Wednesday, January 2, 2008

winter chores at baba capra--an essay in photos

Here's what a morning of animal chores looks like at our house:

My alarm goes off at around 6:30 in the morning--I'm not sure what time exactly, because our clock radio is set for an undetermined number of minutes fast. It keeps us on our toes. I tried to get a picture, but was unsuccessful.

Then I go downstairs and wake up Captain America and The Hulk and tell Superman to go back to bed. He doesn't have any chores yet, so he wakes up nice and early.

Here's The Hulk. He responds to tickling and wakes up easily, but tends to remain in bed until he has missed both the Getting Ready Timer and the Chore Timer.

Here's Captain America. He is more resistant to tickling, but eventually succumbs, then usually gets ready fairly quickly.

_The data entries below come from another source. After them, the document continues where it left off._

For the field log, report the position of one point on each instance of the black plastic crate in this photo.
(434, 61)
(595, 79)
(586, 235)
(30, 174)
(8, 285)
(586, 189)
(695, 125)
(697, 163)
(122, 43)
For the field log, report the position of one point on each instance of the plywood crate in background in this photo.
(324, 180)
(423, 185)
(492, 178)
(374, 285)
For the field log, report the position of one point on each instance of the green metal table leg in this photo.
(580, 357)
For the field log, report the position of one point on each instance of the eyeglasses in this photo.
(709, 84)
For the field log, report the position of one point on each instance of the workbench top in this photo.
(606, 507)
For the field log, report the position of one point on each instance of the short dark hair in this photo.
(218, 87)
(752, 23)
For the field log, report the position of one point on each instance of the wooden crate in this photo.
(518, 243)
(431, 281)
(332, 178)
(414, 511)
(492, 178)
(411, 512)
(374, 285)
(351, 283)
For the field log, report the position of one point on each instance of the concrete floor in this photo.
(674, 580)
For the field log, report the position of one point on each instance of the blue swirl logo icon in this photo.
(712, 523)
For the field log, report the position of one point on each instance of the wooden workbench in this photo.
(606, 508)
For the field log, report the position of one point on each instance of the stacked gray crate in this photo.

We get all suited up in our chore togs, which can take anywhere from 2 minutes to (in The Hulk's case) 20 minutes or longer (hence the Getting Ready Timer). Then it's outside into the freezing mess, which is far preferable to the muddy mess of spring and fall.

This is the grain bin. We give the goats about 5 lbs. of grain each morning.

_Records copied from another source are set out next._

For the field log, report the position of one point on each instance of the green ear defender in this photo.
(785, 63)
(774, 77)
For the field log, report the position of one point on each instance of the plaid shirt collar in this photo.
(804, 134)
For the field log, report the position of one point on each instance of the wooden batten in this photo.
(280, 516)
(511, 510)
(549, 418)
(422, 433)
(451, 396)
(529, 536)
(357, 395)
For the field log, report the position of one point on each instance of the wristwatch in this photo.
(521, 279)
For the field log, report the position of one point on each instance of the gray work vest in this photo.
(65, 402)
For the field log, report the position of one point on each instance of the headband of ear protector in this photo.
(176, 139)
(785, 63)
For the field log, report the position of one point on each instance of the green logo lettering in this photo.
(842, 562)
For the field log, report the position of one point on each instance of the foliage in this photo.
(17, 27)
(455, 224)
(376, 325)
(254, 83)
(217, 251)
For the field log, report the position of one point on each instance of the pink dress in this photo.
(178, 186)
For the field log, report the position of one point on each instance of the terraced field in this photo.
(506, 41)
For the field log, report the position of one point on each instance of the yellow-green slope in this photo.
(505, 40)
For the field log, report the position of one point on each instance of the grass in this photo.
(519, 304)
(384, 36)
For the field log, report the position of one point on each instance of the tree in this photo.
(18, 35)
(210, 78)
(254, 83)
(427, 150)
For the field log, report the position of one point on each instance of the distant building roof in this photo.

This is the haystack in the barn--known to most people as a garage. We give the goats 6-8 flakes of hay in the morning, then again in the afternoon. This is the new batch of hay we bought from my uncle Kenny, because ours was so pathetic.

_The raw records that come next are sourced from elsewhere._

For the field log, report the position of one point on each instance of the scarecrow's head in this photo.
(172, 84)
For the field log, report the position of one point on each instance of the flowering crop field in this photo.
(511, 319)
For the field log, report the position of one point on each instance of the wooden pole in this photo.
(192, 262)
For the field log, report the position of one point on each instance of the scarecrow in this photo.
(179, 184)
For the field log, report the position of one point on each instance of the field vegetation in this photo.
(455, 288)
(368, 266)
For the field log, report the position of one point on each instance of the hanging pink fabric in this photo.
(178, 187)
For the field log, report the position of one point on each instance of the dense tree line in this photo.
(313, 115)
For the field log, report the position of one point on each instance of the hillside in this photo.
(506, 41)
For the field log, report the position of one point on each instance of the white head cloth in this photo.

Here are the ladies chowing down on their grain--you can see that Tilde has some in her hair.

Here's Cyclone eating his grain. We have to grain him separately because he can't fit his horns through the panels, and he shoves everyone else aside.

You can sort of see Captain America inside the chicken coop, getting ready to feed them. There aren't many eggs in the winter, because there's not enough light, and we like to give them a little break.

This is the cat's food and water dish--the water is frozen, and The Hulk hasn't fed him yet. The feral mama cat also eats the food, but it doesn't seem to have harmed Skiver.

As my dad says, he's almost as wide as he is long.

Here is the outside faucet, which is usually frozen in the winter, so . . .

. . . we take the water (empty dish soap) buckets inside and fill them in the sink.

Then we fill all the water containers that need it, and come inside to have breakfast.

Fascinating stuff, no? It doesn't take too long, but when it's 4 degrees outside I have to hurry and get ready before I think too much about it.


Claire said...

I liked your photos. It looks like fun. You guys are real farmers.